ミツとさくらは2話で同じ高校に入学し、物語が本格的にスタートする。1話ではちょっと嫌なやつに見えたさくらだが、ただ負けず嫌いで言葉を選ぶのが上手ではないが悪気もない、憎めない奴としていいライバル役になっていく。
さらにこの2人だけではなく、初めて体操に挑戦する同級生や、才能に恵まれたわけではなくとも地道に練習を積み重ねてきた部の先輩、他校のライバルたちなど、個性豊かなキャラクターがどんどん登場してくる。
主人公・ミツは高い能力を持ちながら勝敗に無頓着で大会に出ていなかった。

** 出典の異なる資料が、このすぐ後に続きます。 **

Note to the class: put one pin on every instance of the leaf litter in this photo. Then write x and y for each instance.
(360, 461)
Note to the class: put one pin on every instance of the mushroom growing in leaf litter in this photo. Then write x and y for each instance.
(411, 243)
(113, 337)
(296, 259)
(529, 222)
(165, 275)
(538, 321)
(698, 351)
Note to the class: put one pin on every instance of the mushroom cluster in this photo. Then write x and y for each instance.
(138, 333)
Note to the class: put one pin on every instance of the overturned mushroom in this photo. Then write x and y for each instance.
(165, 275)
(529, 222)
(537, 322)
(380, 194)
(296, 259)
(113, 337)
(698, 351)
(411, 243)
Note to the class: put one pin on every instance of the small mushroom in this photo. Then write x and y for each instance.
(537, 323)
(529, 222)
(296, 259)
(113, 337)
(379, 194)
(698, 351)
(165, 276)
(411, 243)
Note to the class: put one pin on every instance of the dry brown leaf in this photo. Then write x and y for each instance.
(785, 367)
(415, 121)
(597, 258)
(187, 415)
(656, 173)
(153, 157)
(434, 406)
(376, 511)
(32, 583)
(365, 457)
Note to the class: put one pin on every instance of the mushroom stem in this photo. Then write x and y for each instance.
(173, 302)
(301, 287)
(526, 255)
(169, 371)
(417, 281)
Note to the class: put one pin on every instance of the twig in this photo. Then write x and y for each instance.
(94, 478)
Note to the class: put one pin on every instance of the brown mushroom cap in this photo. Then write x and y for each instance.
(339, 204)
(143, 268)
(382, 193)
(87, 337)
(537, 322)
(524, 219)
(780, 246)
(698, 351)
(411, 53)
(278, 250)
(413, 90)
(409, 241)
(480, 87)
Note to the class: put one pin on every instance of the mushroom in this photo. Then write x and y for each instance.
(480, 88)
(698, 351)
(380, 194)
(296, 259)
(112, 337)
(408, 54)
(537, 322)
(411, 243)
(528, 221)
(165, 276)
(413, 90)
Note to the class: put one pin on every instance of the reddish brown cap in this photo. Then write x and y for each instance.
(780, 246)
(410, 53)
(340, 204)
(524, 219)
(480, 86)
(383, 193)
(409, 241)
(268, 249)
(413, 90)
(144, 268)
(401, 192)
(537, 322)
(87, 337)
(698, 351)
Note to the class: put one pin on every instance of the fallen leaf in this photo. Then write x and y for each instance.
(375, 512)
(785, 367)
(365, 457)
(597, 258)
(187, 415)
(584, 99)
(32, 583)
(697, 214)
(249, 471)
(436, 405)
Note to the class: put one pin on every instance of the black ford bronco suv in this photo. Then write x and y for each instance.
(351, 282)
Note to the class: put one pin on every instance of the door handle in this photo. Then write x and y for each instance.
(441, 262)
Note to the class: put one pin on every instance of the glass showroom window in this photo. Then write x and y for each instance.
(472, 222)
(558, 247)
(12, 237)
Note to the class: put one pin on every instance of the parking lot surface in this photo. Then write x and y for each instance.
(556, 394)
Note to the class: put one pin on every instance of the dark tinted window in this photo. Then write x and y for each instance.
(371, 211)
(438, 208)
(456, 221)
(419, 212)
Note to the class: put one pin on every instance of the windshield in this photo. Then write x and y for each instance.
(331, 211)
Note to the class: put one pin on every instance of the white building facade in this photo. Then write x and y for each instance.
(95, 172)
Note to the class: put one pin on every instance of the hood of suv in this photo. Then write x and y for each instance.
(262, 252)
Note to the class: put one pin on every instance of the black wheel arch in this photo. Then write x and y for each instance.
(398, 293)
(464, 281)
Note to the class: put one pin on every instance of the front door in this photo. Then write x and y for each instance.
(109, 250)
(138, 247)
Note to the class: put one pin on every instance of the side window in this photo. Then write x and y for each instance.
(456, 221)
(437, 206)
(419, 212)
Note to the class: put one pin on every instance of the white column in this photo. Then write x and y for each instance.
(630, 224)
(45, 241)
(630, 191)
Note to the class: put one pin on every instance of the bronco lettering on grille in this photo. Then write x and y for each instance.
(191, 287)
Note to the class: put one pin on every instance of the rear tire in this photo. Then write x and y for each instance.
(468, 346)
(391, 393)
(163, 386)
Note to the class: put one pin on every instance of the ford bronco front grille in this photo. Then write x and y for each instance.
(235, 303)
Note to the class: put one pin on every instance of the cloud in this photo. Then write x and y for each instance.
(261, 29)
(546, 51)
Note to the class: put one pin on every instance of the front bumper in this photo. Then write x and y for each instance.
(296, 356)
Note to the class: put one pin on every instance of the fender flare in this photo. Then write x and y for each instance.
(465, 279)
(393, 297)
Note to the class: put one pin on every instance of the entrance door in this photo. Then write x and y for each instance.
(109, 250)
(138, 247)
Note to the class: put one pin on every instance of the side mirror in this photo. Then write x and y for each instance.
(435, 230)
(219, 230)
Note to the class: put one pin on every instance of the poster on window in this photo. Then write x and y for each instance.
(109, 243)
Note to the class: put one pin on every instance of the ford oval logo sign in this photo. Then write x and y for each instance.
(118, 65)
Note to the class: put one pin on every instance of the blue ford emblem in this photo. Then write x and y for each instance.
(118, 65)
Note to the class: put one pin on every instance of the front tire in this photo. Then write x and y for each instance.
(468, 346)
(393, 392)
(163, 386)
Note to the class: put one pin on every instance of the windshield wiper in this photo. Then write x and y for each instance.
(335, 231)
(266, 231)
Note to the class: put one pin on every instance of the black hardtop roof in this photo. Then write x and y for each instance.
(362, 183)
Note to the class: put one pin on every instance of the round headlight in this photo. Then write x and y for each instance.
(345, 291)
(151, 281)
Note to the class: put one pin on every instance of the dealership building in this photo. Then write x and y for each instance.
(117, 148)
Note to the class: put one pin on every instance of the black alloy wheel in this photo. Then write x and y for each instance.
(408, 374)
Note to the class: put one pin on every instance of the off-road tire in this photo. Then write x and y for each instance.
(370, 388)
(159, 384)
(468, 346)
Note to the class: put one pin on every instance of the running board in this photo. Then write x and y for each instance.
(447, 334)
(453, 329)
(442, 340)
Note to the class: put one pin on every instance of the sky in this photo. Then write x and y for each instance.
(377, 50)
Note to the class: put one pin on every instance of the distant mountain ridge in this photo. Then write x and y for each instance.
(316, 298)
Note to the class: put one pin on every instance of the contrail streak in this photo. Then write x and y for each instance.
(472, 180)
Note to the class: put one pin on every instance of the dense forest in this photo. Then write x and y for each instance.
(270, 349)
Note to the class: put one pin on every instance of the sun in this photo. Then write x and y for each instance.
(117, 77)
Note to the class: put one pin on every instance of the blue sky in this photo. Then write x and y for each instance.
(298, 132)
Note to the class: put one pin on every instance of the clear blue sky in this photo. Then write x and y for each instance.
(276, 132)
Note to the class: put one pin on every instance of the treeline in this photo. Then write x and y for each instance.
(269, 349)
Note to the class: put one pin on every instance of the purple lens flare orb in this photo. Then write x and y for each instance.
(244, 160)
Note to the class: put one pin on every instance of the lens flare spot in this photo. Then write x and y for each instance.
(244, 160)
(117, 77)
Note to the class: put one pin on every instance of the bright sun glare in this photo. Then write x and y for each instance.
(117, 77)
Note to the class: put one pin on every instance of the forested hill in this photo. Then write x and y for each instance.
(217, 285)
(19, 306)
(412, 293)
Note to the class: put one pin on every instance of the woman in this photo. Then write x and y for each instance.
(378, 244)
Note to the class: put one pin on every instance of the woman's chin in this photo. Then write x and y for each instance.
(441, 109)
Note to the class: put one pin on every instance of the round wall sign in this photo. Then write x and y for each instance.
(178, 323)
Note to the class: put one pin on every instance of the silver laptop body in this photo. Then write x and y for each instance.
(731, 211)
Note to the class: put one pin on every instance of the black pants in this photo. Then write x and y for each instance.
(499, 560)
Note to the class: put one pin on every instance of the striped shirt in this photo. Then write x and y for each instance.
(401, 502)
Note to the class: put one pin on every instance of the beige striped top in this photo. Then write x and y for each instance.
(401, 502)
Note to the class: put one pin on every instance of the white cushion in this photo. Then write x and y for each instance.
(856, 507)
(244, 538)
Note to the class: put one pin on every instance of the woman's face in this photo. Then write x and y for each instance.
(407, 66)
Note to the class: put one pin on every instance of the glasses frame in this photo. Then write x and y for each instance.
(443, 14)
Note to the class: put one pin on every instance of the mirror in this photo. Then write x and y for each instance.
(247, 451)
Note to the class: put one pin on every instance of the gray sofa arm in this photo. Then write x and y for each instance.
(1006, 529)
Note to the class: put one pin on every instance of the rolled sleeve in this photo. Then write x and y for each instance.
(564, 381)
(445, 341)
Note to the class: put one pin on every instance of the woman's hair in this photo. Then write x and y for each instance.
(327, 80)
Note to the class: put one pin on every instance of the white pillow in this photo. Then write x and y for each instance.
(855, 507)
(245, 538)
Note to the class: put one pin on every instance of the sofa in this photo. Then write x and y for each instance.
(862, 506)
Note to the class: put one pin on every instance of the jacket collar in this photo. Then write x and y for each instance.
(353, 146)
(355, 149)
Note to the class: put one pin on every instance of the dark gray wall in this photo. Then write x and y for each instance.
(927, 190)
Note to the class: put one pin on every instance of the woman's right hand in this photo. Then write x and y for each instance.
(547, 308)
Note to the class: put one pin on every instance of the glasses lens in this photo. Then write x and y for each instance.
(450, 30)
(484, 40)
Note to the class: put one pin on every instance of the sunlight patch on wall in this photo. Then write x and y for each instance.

この設定のおかげで、「体操競技はそもそもなんでこうなっているのだろう?」という読み方ができるのも魅力の1つだ。「努力して勝利を目指すのが当然」と片付けず、彼らがなぜ体操を選び、なぜ大会に出るのかを丁寧に描いていく。「採点」もその1つだ。
演技の価値は言葉にできないから。
体操が思い通りに自分の体を動かす運動ならば、競技にしたり採点する必要はない。実際に主人公のミツは、点数に無頓着である。
しかし顧問の先生は、ミツに向かって「言葉では表せない演技の価値を人と共有する手段として点数が生み出された。得点を追求することは体操の本質でもあるんだよ」と説明する。
それまで体操はミツにとって「自分が満足するため」の手段で、自分だけがわかっていればいいものだった。
そんなある意味で「自己満足」だった体操から、部内の試技会などを通じて「自分以外の誰かがぼくの体操を決めるんだ」と、点数を意識するようになっていく。体操の価値を共有する手段として、点数の必要性に気づいていくのだ。